Wednesday, 20 March 2013

Task 3 Context of Practice


Comparing and contrasting the two, using quotations as evidence to justify your ideas and arguments. Think how the arguments of the two pieces differ, and which you feel is most convincing.

In the extract written by Raymond Williams, he argues why Television was created and the effects it is having on today's society. Before televisions were widely owned, cinema was more of a one off experience which gave it more enjoyment, however Williams argues that ‘it is clear that television did not supersede cinema because it improved picture quality, but rather because it chimed with the broader economic and cultural move towards a more domesticated and privatized everyday life.’ Today cinema is still popular as a recreational hobby, as it is more of a social activity compared to watching television in the privacy of our own homes whenever and wherever we feel like, especially with the opportunity to record programs and the ability to buy films on DVD and Blueray after the cinema release.

Within film, ‘Programmers, he argues, looked for particularly ‘colourful’ subjects and ideas to exploit this technical development.’ Which can be seen in early colour films, such as Wizard of Oz where the sets and costumes were purposely made as bright and vivid to show off this new medium. He argues that television helped develop many mediums, such as photography, film and animation, as a power for ‘a medium of news and entertainment’ and ‘social communication.’

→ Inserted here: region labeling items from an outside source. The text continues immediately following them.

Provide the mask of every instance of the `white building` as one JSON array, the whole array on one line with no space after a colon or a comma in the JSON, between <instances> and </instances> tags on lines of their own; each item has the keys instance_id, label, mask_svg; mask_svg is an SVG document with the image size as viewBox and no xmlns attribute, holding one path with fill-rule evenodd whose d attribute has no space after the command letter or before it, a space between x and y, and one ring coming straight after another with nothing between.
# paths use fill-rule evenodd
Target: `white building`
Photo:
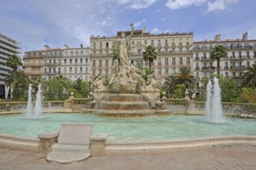
<instances>
[{"instance_id":1,"label":"white building","mask_svg":"<svg viewBox=\"0 0 256 170\"><path fill-rule=\"evenodd\" d=\"M0 98L7 98L9 88L5 86L5 77L12 69L7 66L7 60L20 53L20 42L0 33Z\"/></svg>"}]
</instances>

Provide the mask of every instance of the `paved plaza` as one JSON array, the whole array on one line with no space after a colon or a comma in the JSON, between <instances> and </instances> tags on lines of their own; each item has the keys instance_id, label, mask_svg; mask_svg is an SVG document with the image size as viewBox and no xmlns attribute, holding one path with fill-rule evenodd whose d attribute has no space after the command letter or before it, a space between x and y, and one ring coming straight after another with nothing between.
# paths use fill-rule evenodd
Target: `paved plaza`
<instances>
[{"instance_id":1,"label":"paved plaza","mask_svg":"<svg viewBox=\"0 0 256 170\"><path fill-rule=\"evenodd\" d=\"M79 162L46 162L43 155L0 149L0 169L256 169L256 146L223 146L164 155L94 157Z\"/></svg>"}]
</instances>

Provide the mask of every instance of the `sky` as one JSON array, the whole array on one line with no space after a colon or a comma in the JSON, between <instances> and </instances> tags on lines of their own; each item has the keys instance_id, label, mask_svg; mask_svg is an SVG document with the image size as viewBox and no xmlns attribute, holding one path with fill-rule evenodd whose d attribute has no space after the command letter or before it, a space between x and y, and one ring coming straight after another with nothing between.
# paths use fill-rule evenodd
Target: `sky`
<instances>
[{"instance_id":1,"label":"sky","mask_svg":"<svg viewBox=\"0 0 256 170\"><path fill-rule=\"evenodd\" d=\"M24 52L44 45L78 48L92 35L146 27L151 34L194 32L194 41L256 39L255 0L0 0L0 33L21 42Z\"/></svg>"}]
</instances>

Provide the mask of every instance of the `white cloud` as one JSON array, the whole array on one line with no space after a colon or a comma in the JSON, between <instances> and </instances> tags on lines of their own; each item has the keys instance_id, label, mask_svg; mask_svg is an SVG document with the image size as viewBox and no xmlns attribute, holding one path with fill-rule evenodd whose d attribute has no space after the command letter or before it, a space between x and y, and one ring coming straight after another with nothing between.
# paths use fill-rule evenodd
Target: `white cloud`
<instances>
[{"instance_id":1,"label":"white cloud","mask_svg":"<svg viewBox=\"0 0 256 170\"><path fill-rule=\"evenodd\" d=\"M168 0L166 6L170 9L178 9L186 8L192 5L201 5L207 0Z\"/></svg>"},{"instance_id":2,"label":"white cloud","mask_svg":"<svg viewBox=\"0 0 256 170\"><path fill-rule=\"evenodd\" d=\"M150 33L151 34L159 34L159 33L161 33L162 31L157 28L154 28L151 31L150 31Z\"/></svg>"},{"instance_id":3,"label":"white cloud","mask_svg":"<svg viewBox=\"0 0 256 170\"><path fill-rule=\"evenodd\" d=\"M207 12L224 10L227 8L227 5L232 3L237 3L238 0L216 0L213 3L208 2Z\"/></svg>"},{"instance_id":4,"label":"white cloud","mask_svg":"<svg viewBox=\"0 0 256 170\"><path fill-rule=\"evenodd\" d=\"M140 26L141 24L145 23L145 22L146 22L146 19L144 19L141 21L135 22L133 26L134 27L139 27L139 26Z\"/></svg>"},{"instance_id":5,"label":"white cloud","mask_svg":"<svg viewBox=\"0 0 256 170\"><path fill-rule=\"evenodd\" d=\"M126 5L131 9L147 8L157 0L117 0L117 4L119 5Z\"/></svg>"}]
</instances>

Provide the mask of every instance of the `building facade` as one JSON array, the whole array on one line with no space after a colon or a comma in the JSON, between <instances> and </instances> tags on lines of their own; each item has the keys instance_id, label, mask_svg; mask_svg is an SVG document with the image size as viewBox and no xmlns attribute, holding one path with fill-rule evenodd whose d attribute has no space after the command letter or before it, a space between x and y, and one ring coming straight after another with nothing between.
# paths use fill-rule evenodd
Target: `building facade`
<instances>
[{"instance_id":1,"label":"building facade","mask_svg":"<svg viewBox=\"0 0 256 170\"><path fill-rule=\"evenodd\" d=\"M5 77L12 69L7 66L7 60L12 55L20 53L20 42L0 34L0 98L8 97L9 88L5 86Z\"/></svg>"},{"instance_id":2,"label":"building facade","mask_svg":"<svg viewBox=\"0 0 256 170\"><path fill-rule=\"evenodd\" d=\"M117 32L116 36L90 37L92 69L91 80L97 75L109 75L112 65L111 53L113 43L119 37L122 32ZM131 31L124 32L126 36ZM181 66L187 66L192 68L193 56L193 32L175 32L152 35L142 30L134 30L131 38L130 53L128 56L130 63L148 66L148 62L143 60L144 48L151 45L156 48L157 60L152 64L155 75L162 81L170 74L175 73Z\"/></svg>"},{"instance_id":3,"label":"building facade","mask_svg":"<svg viewBox=\"0 0 256 170\"><path fill-rule=\"evenodd\" d=\"M39 76L49 80L63 75L72 81L78 77L89 80L89 48L50 49L45 46L43 50L25 52L24 71L29 77Z\"/></svg>"},{"instance_id":4,"label":"building facade","mask_svg":"<svg viewBox=\"0 0 256 170\"><path fill-rule=\"evenodd\" d=\"M238 85L245 70L256 63L256 39L248 39L247 32L242 39L221 40L220 35L216 35L213 40L194 42L193 71L197 77L197 90L202 86L202 79L216 74L217 63L210 59L210 52L217 44L227 50L227 58L220 60L220 74L233 76Z\"/></svg>"}]
</instances>

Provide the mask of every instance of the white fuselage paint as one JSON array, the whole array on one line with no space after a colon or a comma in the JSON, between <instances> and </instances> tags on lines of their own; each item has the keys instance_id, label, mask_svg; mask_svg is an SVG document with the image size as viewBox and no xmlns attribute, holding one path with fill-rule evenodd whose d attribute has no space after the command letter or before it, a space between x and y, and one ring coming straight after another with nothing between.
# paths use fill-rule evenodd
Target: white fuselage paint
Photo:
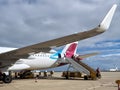
<instances>
[{"instance_id":1,"label":"white fuselage paint","mask_svg":"<svg viewBox=\"0 0 120 90\"><path fill-rule=\"evenodd\" d=\"M1 53L7 52L14 50L16 48L3 48L1 49ZM55 62L57 61L57 57L55 58L50 58L52 55L54 55L56 52L50 52L50 53L44 53L40 52L37 54L31 54L27 59L19 59L11 66L8 68L8 70L22 70L22 69L29 69L29 70L34 70L34 69L47 69L47 68L52 68L56 67ZM21 68L22 67L22 68Z\"/></svg>"}]
</instances>

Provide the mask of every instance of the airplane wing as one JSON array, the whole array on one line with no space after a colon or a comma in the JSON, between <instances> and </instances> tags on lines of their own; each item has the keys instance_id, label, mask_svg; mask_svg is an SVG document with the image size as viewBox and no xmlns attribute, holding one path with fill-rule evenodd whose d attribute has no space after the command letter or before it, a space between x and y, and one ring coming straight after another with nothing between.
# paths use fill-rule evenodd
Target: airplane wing
<instances>
[{"instance_id":1,"label":"airplane wing","mask_svg":"<svg viewBox=\"0 0 120 90\"><path fill-rule=\"evenodd\" d=\"M79 32L0 54L0 67L10 65L20 58L27 58L30 53L49 52L53 47L59 47L68 43L80 41L105 32L110 26L116 7L117 5L114 4L103 19L102 23L89 31Z\"/></svg>"},{"instance_id":2,"label":"airplane wing","mask_svg":"<svg viewBox=\"0 0 120 90\"><path fill-rule=\"evenodd\" d=\"M77 58L84 59L84 58L88 58L88 57L91 57L91 56L95 56L97 54L99 54L99 53L98 52L89 53L89 54L85 54L85 55L79 55L79 56L77 56Z\"/></svg>"}]
</instances>

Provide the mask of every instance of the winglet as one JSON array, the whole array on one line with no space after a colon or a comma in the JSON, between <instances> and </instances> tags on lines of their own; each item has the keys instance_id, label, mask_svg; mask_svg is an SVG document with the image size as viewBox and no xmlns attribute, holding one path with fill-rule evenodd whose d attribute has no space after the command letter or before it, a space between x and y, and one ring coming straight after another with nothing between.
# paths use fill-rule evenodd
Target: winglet
<instances>
[{"instance_id":1,"label":"winglet","mask_svg":"<svg viewBox=\"0 0 120 90\"><path fill-rule=\"evenodd\" d=\"M112 18L113 18L113 15L115 13L115 10L117 8L117 5L114 4L112 6L112 8L110 9L110 11L107 13L107 15L105 16L105 18L103 19L102 23L99 25L99 27L102 29L102 30L107 30L110 26L110 23L112 21Z\"/></svg>"}]
</instances>

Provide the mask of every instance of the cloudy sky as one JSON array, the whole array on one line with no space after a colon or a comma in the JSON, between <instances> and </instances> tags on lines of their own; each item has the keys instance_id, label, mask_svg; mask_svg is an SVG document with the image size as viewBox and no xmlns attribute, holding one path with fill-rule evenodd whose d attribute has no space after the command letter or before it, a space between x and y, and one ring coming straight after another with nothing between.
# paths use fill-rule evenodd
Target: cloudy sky
<instances>
[{"instance_id":1,"label":"cloudy sky","mask_svg":"<svg viewBox=\"0 0 120 90\"><path fill-rule=\"evenodd\" d=\"M92 29L115 3L109 30L80 41L78 52L100 52L85 60L91 66L120 68L119 0L0 0L0 46L19 48Z\"/></svg>"}]
</instances>

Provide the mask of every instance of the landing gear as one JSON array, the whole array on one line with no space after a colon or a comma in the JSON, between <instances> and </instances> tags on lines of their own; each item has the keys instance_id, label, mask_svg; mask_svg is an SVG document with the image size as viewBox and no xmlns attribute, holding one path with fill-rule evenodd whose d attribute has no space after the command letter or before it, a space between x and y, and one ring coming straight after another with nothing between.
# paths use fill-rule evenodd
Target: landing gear
<instances>
[{"instance_id":1,"label":"landing gear","mask_svg":"<svg viewBox=\"0 0 120 90\"><path fill-rule=\"evenodd\" d=\"M4 83L11 83L12 76L10 74L6 75L5 73L0 72L0 80Z\"/></svg>"},{"instance_id":2,"label":"landing gear","mask_svg":"<svg viewBox=\"0 0 120 90\"><path fill-rule=\"evenodd\" d=\"M11 83L12 81L12 77L10 75L5 75L3 76L3 80L4 83Z\"/></svg>"}]
</instances>

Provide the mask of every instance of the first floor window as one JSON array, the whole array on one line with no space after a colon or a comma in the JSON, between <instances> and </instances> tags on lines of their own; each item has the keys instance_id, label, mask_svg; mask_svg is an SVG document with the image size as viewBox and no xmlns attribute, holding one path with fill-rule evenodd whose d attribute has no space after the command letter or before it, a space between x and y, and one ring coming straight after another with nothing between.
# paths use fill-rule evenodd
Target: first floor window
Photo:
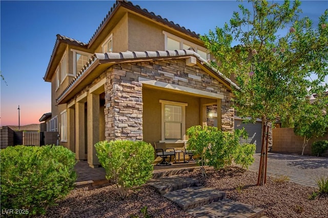
<instances>
[{"instance_id":1,"label":"first floor window","mask_svg":"<svg viewBox=\"0 0 328 218\"><path fill-rule=\"evenodd\" d=\"M162 103L162 140L183 139L187 103L159 100Z\"/></svg>"},{"instance_id":2,"label":"first floor window","mask_svg":"<svg viewBox=\"0 0 328 218\"><path fill-rule=\"evenodd\" d=\"M60 114L61 124L60 125L60 140L67 141L67 112L64 111Z\"/></svg>"}]
</instances>

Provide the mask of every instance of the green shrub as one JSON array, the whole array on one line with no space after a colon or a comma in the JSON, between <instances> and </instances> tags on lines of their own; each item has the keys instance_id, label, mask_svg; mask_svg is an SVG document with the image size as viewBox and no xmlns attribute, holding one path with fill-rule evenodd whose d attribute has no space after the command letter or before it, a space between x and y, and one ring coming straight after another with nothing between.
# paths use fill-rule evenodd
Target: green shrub
<instances>
[{"instance_id":1,"label":"green shrub","mask_svg":"<svg viewBox=\"0 0 328 218\"><path fill-rule=\"evenodd\" d=\"M255 146L239 143L240 137L247 136L243 129L230 133L222 132L216 127L196 126L188 129L187 133L188 149L195 151L200 155L203 176L206 175L205 164L220 169L231 165L234 160L243 167L254 162Z\"/></svg>"},{"instance_id":2,"label":"green shrub","mask_svg":"<svg viewBox=\"0 0 328 218\"><path fill-rule=\"evenodd\" d=\"M254 144L243 144L237 147L237 151L234 155L234 161L241 165L242 168L248 169L249 166L254 162L253 155L256 148Z\"/></svg>"},{"instance_id":3,"label":"green shrub","mask_svg":"<svg viewBox=\"0 0 328 218\"><path fill-rule=\"evenodd\" d=\"M322 194L328 193L328 177L326 177L325 175L324 175L316 180L316 182L318 185L319 193Z\"/></svg>"},{"instance_id":4,"label":"green shrub","mask_svg":"<svg viewBox=\"0 0 328 218\"><path fill-rule=\"evenodd\" d=\"M74 188L75 154L64 147L9 147L0 155L3 210L44 214Z\"/></svg>"},{"instance_id":5,"label":"green shrub","mask_svg":"<svg viewBox=\"0 0 328 218\"><path fill-rule=\"evenodd\" d=\"M95 144L106 178L116 184L120 197L128 196L129 188L142 185L152 177L154 151L144 141L102 141Z\"/></svg>"},{"instance_id":6,"label":"green shrub","mask_svg":"<svg viewBox=\"0 0 328 218\"><path fill-rule=\"evenodd\" d=\"M312 143L312 150L313 155L317 155L318 157L328 150L328 141L322 140L315 141Z\"/></svg>"}]
</instances>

Less obviously he recalls how television helped adapt and develop electricity. ‘The advantages of electric power were closely related to new industrial needs: for mobility and transfer in the location of power sources, and for flexible and rapid controllable conversion.’ This had a massive effect on the rail system, as electric rail services could be used, saving coal and other resources when using the steam engine. This also reduces labour time, costs and man power, at the same time as increasing the speed in which they can run.

He then goes on to discuss the effect of television, and how that even if it had not have been invented, ‘we would still be manipulated or mindlessly entertained, but in some other way and perhaps less powerfully,’ as boredom and the intellectual need to develop will always win over. Which then leads to how ‘we often discuss, with animation, this or that ‘effect’ of television, or the kinds of social behaviours, the cultural and psychological conditions, which television has ‘led to.’ Television is not always the root cause for these problems however, and can be suggested that it is just an aid for socially unacceptable behaviour to arise and be deemed acceptable.

McLuhan’s essay differs as it is written about ways we think about contemporary mediums, such as ‘‘the medium is in the message’, the global village, the extension and environmental nature of technologies,’ which are all theories which he has created and developed, looking into the psychological nature that technology as a whole has on us, rather than an in-depth discussion on just the medium of television.

Rather than discussing the effects that television has had in developing other mediums, he looks deeper into how technology has integrated itself into our everyday lives, becoming part of us rather than it’s own entity. He understands technology to be an ‘extension of man’, which have effected all of our senses, ‘the eye, the ear, the skin, the hand and the foot. Even the spoken word.’ Allowing communication and development of mankind, whether it be for the good intellectually or entertainment wise, or for the bad by showing inappropriate behaviour as social norms.

Even now, we are adapting more and more to the technology around us, and ‘Today, after more than a century of electric technology, we have extended our central nervous system itself in a global embrace, abolishing both space and time as far as our planet is concerned.’

These ideas differ considerably with Williams, as he doesn’t reflect on any of the negativity that technology can bring, but feels that it can offer us as humans a different way of living for the better, and sees technology in a positive light. Not only as it has helped aid the development of other mediums, but has developed us as humans, and our understanding of the world around us in which we live.